Contrast these with Apple’s implementation of two-factor authentication, which is no better than anyone else’s, and until recently quite a bit worse. It’s one of those tremendously difficult problems screaming out for an elegant solution. The company’s response to authentication and account ownership requires a Touch ID–like rethinking of the problem. And to be clear, Apple is far from the first to tackle it.

Apple’s initial response to the celebrity photo thefts closed the most significant gaps. Two-factor authentication, if you enable it, now protects everything related to iCloud. Since two-factor authentication breaks third-party software that relies on usernames and passwords alone, Apple also added the capability to create secure application-specific passwords that don’t expose your entire account. App-specific passwords are bit of a hack — most other consumer cloud providers use a standard called OAuth instead — but moving directly to OAuth would break everything until developers could catch up. But Apple will need it
eventually.

Apple is also sending more notifications for logins and changes to your account. This helps, but starts veering into a Windows Vista–level of notifications, especially with all the new device-level privacy notifications in iOS 8.


We don’t know what Apple is doing on the server side, and likely never will. The company may be using a range of technologies similar to those used by banks. We do know it doesn’t use risk-based authentication, which is the technology that causes your bank to occasionally ask you if you logged in from a trusted computer. I doubt that’s the only gap.

I’m not about to tell Apple what to do, even speaking as someone who makes his living advising companies on cloud security. But I suspect there will be two basic facts about Apple’s future cloud security moves:

  • Apple will tackle the authentication problem, and likely attack it from multiple angles, all with a focus on simplifying a complex situation. No single approach has ever been shown to work at the scale at which Apple operates, so the challenge will be to simplify a range of options for different user demographics. Today Apple is, at best, average at this. With iCloud becoming the center of the Apple ecosystem, the company will need to break new ground. Even very few banks, if any, face the combination of internationalization, number of users, and diverse customer skills that Apple does.

  • Apple will use every cloud security option in the book, and aggressively adopt new approaches and technologies on a continuous basis. It’s the logical progression of a continual cat-and-mouse game as criminals constantly seek new ways of compromising user accounts. Apple has excellent server security, but account security requires different thinking and different tools.

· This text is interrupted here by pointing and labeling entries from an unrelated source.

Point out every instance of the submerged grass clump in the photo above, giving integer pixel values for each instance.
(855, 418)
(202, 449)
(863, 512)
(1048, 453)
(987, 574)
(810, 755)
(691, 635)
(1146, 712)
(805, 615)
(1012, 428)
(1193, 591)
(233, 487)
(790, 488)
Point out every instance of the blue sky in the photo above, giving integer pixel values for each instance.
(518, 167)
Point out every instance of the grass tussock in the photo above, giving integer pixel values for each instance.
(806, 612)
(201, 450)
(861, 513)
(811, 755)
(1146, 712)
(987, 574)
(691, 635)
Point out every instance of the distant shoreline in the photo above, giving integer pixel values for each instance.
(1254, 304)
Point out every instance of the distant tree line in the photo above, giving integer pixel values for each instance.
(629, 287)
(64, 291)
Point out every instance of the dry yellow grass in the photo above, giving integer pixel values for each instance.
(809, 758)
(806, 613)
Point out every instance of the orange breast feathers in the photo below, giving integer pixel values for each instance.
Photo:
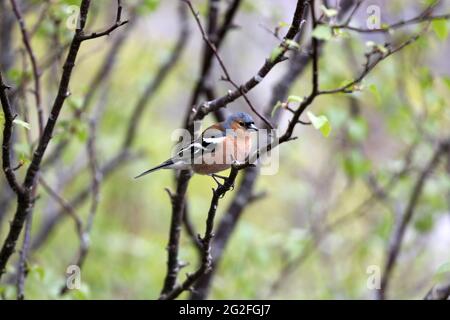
(235, 147)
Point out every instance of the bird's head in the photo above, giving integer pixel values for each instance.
(240, 121)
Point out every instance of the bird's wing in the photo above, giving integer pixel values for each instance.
(206, 143)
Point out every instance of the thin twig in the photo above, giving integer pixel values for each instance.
(399, 232)
(34, 65)
(227, 76)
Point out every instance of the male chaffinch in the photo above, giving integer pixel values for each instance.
(218, 147)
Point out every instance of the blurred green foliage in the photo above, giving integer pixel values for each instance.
(403, 102)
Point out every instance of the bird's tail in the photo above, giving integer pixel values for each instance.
(161, 166)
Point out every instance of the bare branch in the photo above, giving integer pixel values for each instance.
(227, 76)
(118, 23)
(206, 262)
(7, 135)
(34, 66)
(399, 232)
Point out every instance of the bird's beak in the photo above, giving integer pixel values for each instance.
(252, 127)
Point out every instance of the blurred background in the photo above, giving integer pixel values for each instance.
(317, 229)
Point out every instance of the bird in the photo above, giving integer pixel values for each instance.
(217, 149)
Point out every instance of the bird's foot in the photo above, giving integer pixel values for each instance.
(216, 178)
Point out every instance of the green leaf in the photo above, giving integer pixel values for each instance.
(374, 90)
(39, 271)
(320, 123)
(322, 32)
(276, 53)
(355, 164)
(328, 12)
(295, 99)
(440, 29)
(22, 123)
(442, 272)
(424, 224)
(275, 108)
(292, 44)
(148, 6)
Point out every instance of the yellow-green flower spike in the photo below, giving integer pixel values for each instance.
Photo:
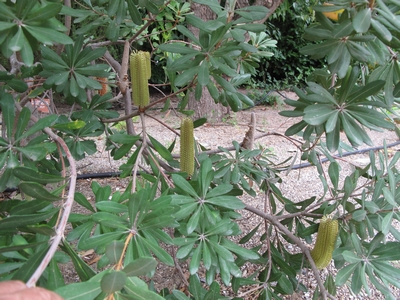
(140, 73)
(325, 244)
(187, 146)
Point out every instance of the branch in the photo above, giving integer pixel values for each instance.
(275, 222)
(66, 207)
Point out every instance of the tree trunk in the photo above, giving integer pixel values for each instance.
(206, 106)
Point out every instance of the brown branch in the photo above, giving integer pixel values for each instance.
(60, 229)
(304, 249)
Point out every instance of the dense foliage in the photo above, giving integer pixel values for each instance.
(195, 215)
(288, 67)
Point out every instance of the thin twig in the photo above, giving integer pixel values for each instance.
(275, 222)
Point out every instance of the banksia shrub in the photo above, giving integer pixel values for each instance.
(104, 87)
(326, 238)
(140, 73)
(187, 146)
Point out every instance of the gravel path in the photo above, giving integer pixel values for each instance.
(298, 185)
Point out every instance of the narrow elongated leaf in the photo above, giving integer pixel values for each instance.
(114, 251)
(8, 112)
(195, 260)
(111, 207)
(39, 125)
(161, 254)
(37, 191)
(195, 287)
(55, 279)
(140, 266)
(240, 251)
(113, 281)
(26, 271)
(134, 13)
(362, 20)
(81, 200)
(221, 189)
(84, 271)
(203, 75)
(181, 183)
(177, 48)
(99, 240)
(370, 89)
(381, 30)
(110, 220)
(344, 274)
(161, 149)
(318, 114)
(80, 291)
(19, 221)
(333, 171)
(230, 202)
(48, 35)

At least I hope this is what Apple will do. One of my greatest fears is that Apple will focus more on trying to change user behavior, rather than improving the engineering of the systems. In a Wall Street Journal interview Tim Cook said, “When I step back from this terrible scenario that happened and say what more could we have done, I think about the awareness piece, I think we have a responsibility to ratchet that up. That’s not really an engineering thing.”

My guiding principle as a security professional is: “Don’t expect human behavior to change. Ever.” No one, not even Apple, is about to eliminate the need for passwords or come up with a single, near-perfect way to protect accounts. Nor can we rely on education or better security habits when hundreds of millions of users are involved. Apple most definitely had, and should have used, engineering options that could have reduced the chances of these attacks.

Apple just invested three years designing the first version of the Apple Watch. I look forward to seeing what the company can do with passwords and account takeovers once it truly focuses on the problem, assuming it chooses to do so.